Police intervened during an angry exchange between protesters and Papal supporters before a mixture of boos and cheers greeted the Pope's departure from Lambeth Palace.
As one man, holding hands with two children, attacked campaigners for "ruining the day", Bill Maloney, 55, from Lewisham, said: "I was abused as a child, I've every right to be here."
Amid fears that the argument could turn violent, officers separated the two groups.
Speaking afterwards, Mr Maloney said: "I was abused in a Catholic institution and we have as much right as anyone to be here.
"The Pope has a big burden to sort out and we're here to make sure he knows that."
Supporters outnumbered protesters stretched along Lambeth Bridge towards Westminster.
The majority waved flags and cheered as the church leaders left the building.
Carrying a host of colourful Pope memorabilia was Angie Fuller, 68, from Bury St Edmunds.
She said: "It's one of my personal highlights to be here today.
"There have been many negative things said but the majority are thrilled by this visit."

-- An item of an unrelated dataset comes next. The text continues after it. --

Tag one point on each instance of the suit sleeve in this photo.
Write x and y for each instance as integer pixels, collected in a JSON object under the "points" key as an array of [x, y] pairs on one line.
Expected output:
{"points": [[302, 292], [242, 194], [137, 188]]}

Despite the cheers, protesters held up banners with messages including "where are our women priests?", "atheism, not nazism" and "no Catholic cover-ups - make our children safe."
One man screamed "my rights are being ignored" as he was searched by officers amid tightened security around the site.
The Archbishop of York, Dr John Sentamu, and the Archbishop of Westminster, the Most Rev Vincent Nichols, both joined the Pontiff for his journey.
Before the ceremony, Dr Sentamu asked a passer-by to take a photo of him in front of the Popemobile on his mobile phone.
"I have got to get myself one of these," he said.
"I met the Pope in the Vatican in November 2007 and it will be wonderful to meet him again."
After the service, the Bishop of Moray, Ross and Caithness, the Rt Rev Mark Ross, said: "It was a lovely service, to sit with my Roman Catholic brethren to pray together - I feel uplifted."